France aims to introduce licensing for crypto-currencies before relevant EU rules come into effect

On 5 January, in Paris, in a speech addressed to the French financial sector, Bank of France Governor Francois Villeroy de Galhau said that France should not wait until the entry into force of EU rules on crypto-currencies that are to introduce obligatory licensing for local Digital Asset Service Providers (DASP).

The reason for introducing the licensing requirement for crypto-currencies is the ‘recent volatility in the sector’ which, as the Governor says, proves the need to move to obligatory licensing for crypto-currencies ‘as soon as possible’.
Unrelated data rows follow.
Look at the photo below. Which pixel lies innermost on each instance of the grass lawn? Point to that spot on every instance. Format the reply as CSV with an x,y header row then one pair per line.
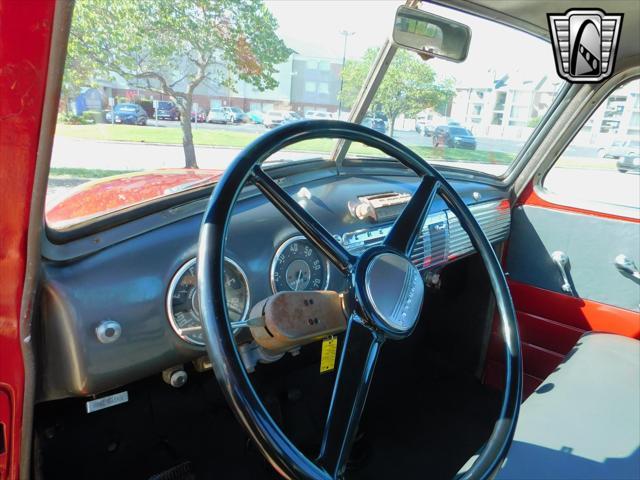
x,y
230,139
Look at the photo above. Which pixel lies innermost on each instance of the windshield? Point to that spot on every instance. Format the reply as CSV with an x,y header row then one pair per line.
x,y
125,108
172,62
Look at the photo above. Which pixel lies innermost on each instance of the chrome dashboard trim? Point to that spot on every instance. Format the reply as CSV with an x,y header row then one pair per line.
x,y
454,243
281,248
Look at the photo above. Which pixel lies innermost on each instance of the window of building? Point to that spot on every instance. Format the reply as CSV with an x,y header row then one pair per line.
x,y
501,98
521,97
519,113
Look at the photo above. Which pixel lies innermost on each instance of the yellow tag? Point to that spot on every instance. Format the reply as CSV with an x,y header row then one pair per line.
x,y
328,355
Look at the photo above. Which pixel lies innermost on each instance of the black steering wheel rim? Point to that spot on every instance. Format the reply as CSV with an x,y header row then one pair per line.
x,y
227,364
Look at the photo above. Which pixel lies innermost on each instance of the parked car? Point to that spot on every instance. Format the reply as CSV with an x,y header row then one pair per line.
x,y
291,116
628,163
167,110
453,136
256,116
201,117
318,115
426,123
620,149
235,115
275,118
130,113
216,115
376,124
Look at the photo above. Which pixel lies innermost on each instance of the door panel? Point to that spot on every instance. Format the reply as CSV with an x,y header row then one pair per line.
x,y
591,243
550,320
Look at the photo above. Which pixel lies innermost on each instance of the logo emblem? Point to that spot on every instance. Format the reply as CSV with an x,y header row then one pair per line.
x,y
585,42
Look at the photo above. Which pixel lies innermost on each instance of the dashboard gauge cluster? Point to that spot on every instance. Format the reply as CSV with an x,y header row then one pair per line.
x,y
183,308
297,265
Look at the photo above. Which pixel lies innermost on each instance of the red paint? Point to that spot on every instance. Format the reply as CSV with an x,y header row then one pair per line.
x,y
25,36
110,194
550,325
530,197
577,313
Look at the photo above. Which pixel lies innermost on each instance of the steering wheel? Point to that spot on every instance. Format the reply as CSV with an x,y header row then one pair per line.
x,y
384,297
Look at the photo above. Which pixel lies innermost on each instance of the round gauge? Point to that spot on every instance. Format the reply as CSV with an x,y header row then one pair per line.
x,y
297,265
182,300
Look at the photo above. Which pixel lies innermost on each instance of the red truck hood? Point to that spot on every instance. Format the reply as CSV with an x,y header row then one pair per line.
x,y
99,197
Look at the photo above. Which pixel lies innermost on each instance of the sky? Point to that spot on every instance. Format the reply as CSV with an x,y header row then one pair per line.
x,y
312,28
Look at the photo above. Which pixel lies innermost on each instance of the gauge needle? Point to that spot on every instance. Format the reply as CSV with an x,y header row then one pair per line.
x,y
298,280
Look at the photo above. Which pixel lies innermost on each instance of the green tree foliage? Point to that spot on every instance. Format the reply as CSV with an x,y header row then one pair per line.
x,y
173,46
408,87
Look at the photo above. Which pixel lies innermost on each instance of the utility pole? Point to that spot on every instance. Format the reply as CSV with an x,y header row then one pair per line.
x,y
346,35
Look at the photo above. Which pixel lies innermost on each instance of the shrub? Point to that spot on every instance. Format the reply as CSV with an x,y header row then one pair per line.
x,y
92,116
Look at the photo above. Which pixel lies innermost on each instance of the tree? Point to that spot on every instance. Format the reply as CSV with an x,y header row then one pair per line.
x,y
408,87
173,46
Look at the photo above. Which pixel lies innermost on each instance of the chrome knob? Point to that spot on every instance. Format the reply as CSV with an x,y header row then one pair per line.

Right now in France crypto-firms must be registered at the French financial markets authority (Autorité des marchés financiers, AMF). A DASP licence is treated there as an additional option and the licence holders must meet a number of requirements on business organisation, management and financing. None of the 60 crypto-firms registered at the AMF holds a DASP licence. The French regulations allow the firms to operate without a licence by 2026, even if Regulation of the European Parliament and of the Council on Markets in Crypto-assets, and amending Directive (EU) 2019/1937 (MiCA) enters into force and establishes the licensing system. The parliamentary deliberations on the amendment are to start as early as January.

As regards MiCA Regulation, the final vote was postponed from 2022 to February 2023. Member of the European Parliament Stefan Berger explained that the delay had been caused by the huge workload for lawyer-linguists in terms of length of the legal text.